A safe "Big Bang" requires a little common sense

Posted: Updated:
JACKSON, MS (Mississippi News Now) -

By C. J. Lemaster

Fireworks may be huge business year after year, but experts say they're also potentially dangerous. Just last year, six people died and an estimated 8,700 people were injured nationwide from fireworks, according to data from the Consumer Product Safety Commission.

Big bangs come in small packages: that's the mantra of fireworks production.

"We go for the big ones," said Madison resident Angie Rieder. "They go up in the air, make a big boom, like you would see at a big-time fireworks show."

That kind of thing is tantalizing, especially for children, but even something as simple as a sparkler can prompt a call to AMR.

"It burns at about 2,000 degrees centigrade. That's as hot as a blow torch," AMR Public Affairs Director Jim Pollard said. "The way to enjoy a sparkler is [to] plant it into the ground and then light it. Don't ever pick it up again after it's burned. Pour water on it after it's burned, because it stays hot for quite some time."

Pollard should know.

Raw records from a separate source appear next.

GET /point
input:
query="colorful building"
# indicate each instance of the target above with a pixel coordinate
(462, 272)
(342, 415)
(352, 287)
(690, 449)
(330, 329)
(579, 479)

He's seen what those explosive beauties can do.

"We like to emphasize that there are certain parts of the body that are at greater risk," said Pollard. "About forty percent of all firework injuries happen to the eye." 

That being said, Rieder said she's confident they'll be safe this New Year's Eve.

"Our neighborhood, we have a big deal with all the kids," said Rieder. "We get out, all the neighbors get in on it; we pitch in on fireworks and do a big thing for the kids."

"There are so many statistics that are tossed about regarding fireworks this time of year," said Pollard. "I don't think you have to pay that much attention to the statistics. You know, just common sense says to be careful with the doggone things."

Properly licensed and manufactured fireworks all have warning labels on the packaging with instructions and restrictions regarding their use.

Pollard adds that people shouldn't hold bottle rockets or firecrackers in their hands, have a water bucket nearby in case of fire, and don't try to relight fuses because they can still explode without warning.